Common Core Connection
CCSS.ELA-Literacy.RL.4.2 Determine a theme of a story, drama, or poem from details in the text; summarize the text.

Wednesday, May 1, 2013

Open Better Speech and Hearing Month with Sound Uncovered

Sound Uncovered is a gorgeous free app for iPad that you can use as a context to introduce Better Speech and Hearing Month to your students. The app explores the science of sound through a variety of interactives that you can use to bridge discussions about hearing conservation. In addition, the app itself provides a lot of content that you can use for mapping expository text, as it presents much information about how sound works. This is also a key curriculum area in "energy, light and sound" type units of science.

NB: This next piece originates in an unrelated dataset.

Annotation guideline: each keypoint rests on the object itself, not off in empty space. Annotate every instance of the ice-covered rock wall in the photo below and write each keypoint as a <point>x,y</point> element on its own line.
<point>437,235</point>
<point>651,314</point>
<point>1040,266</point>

A sampling of the activities:
Which Car Would You Buy- Presents sounds produced by cars and car parts and links these to purchasing decisions.
What's Making This Sound? and Sounds Like?- Have you listen to sounds or people's descriptions of a sound in order to guess what they are talking about (inferences!).
Eyes vs. Ears- talk about "listening with your eyes" while exploring how visual input helps us understand sounds .
Stop Me If You've Heard This One- demonstrates that you can't talk and listen at the same time! I have a lot of students that can benefit from that one...



That's where I heard it, and the age is right!

Ultimately, Sound Uncovered is probably best for older (upper elementary, MS/HS) and high-functioning students, but the interactives could be adapted for young students. Exploratorium, the interactive museum of science, art and perception in San Francisco, offers a similar open-ended app called Color Uncovered, which also looks to be a good context for eliciting language and description.

Common Core Connection:
CCSS.ELA-Literacy.SL.6.1d Review the key ideas expressed and demonstrate understanding of multiple perspectives through reflection and paraphrasing.